Piacenza - Milano (50 miles)


The road to Milano is not the most interesting. No more mountains, beaches, rivers or descents. However my mind is full of new experience.

What did the father of the family say last night?

'I hope your visit here helps you to make better decisions- so you can do the right things for you and for children and help them to have better lives.'

It was a very beautiful thing to say and very Italian, more so when you understand how the country now sees itself in the world.
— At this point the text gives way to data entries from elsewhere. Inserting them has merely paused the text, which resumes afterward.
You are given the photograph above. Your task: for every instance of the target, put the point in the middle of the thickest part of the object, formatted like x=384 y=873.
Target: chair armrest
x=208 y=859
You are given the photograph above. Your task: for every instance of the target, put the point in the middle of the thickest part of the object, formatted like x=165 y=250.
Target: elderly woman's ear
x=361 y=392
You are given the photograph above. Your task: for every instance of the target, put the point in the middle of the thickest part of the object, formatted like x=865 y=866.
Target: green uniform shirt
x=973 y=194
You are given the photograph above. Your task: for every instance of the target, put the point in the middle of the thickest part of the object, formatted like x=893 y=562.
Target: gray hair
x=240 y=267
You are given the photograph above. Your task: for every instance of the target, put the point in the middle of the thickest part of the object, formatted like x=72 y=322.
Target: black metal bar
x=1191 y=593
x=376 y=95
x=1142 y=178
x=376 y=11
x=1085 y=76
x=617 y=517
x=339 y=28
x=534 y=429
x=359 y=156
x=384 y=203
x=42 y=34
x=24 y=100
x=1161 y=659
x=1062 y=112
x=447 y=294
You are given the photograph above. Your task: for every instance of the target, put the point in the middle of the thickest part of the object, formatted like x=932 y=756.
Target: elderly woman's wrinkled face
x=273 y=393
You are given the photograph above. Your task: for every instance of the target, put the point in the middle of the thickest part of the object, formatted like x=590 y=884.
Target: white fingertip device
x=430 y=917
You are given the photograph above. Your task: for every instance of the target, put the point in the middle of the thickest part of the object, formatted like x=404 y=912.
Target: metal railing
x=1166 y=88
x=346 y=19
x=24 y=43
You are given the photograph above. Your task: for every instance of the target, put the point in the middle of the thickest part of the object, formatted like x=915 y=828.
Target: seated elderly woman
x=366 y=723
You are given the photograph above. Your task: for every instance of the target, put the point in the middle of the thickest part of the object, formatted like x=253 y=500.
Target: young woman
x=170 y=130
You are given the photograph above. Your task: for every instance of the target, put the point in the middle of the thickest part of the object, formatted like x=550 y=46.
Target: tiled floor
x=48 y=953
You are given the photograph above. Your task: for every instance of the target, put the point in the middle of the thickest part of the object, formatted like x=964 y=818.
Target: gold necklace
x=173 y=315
Modern Italy does not pretend to be best. It accepts that there are many things that others - the Germans, the British, even the French - do better than them. They would prefer to stay indoors rather than work in the rain, a Sunday is for eating and drinking rather than exercise or preparing for the week ahead, and sometimes...sometimes people make better wine than them.
However, that does not make them inferior. The land of the Romans, the Renaissance and the foundations of European civilization is hardly one to be ignored. It was important then and it is important now – how to create a unity of progression and invention.
In trying to come together Europe must realise its past and use it to make good decisions for the future. Unity is based on mutual understanding - Italy knows this and it knows it knows that it plays an important part. I feel embarrassed that we seem to think the opposite, that due to our past we have no need to participate in the future.
My host in Piacenza agrees, but he is more considered:

'You must remember that Britain is in the unique position in that they won the Second World War. It is different for them.'

I am starting to understand. I used to think that Britain's relentless reliance on past glories was our greatest weakness, but the more I travel the more I see that it is not that simple. Millions and millions of people dying, fighting for a national identity and way of life for the world – this was not something just to forget. To simply walk up to those who attacked us and relinquish all that sovereignty to them is not okay, not in the Italian's opinion.
'You come from a family, with a creed and a moral code and you should not forget this. It might seemed old fashioned but its true. You should respect and listen to the country that created your way of life. It may teach you much more than you think.'

He is right. To simply forget the past is ignorant in the extreme.
Should Britain then sit on its Constables and it castles and ignore its old foes? Or should it try to understand who they are and why they have to come to be. Surely it makes sense to try. Consider yourself and consider others and you never know, maybe you'll find out you have more in common than you thought you did. Maybe you do some things well, but maybe they do some things better.

German Bread
Italian pasta
British beef
Ice Cream
French wine

If we could dine together it would be a beautiful meal indeed.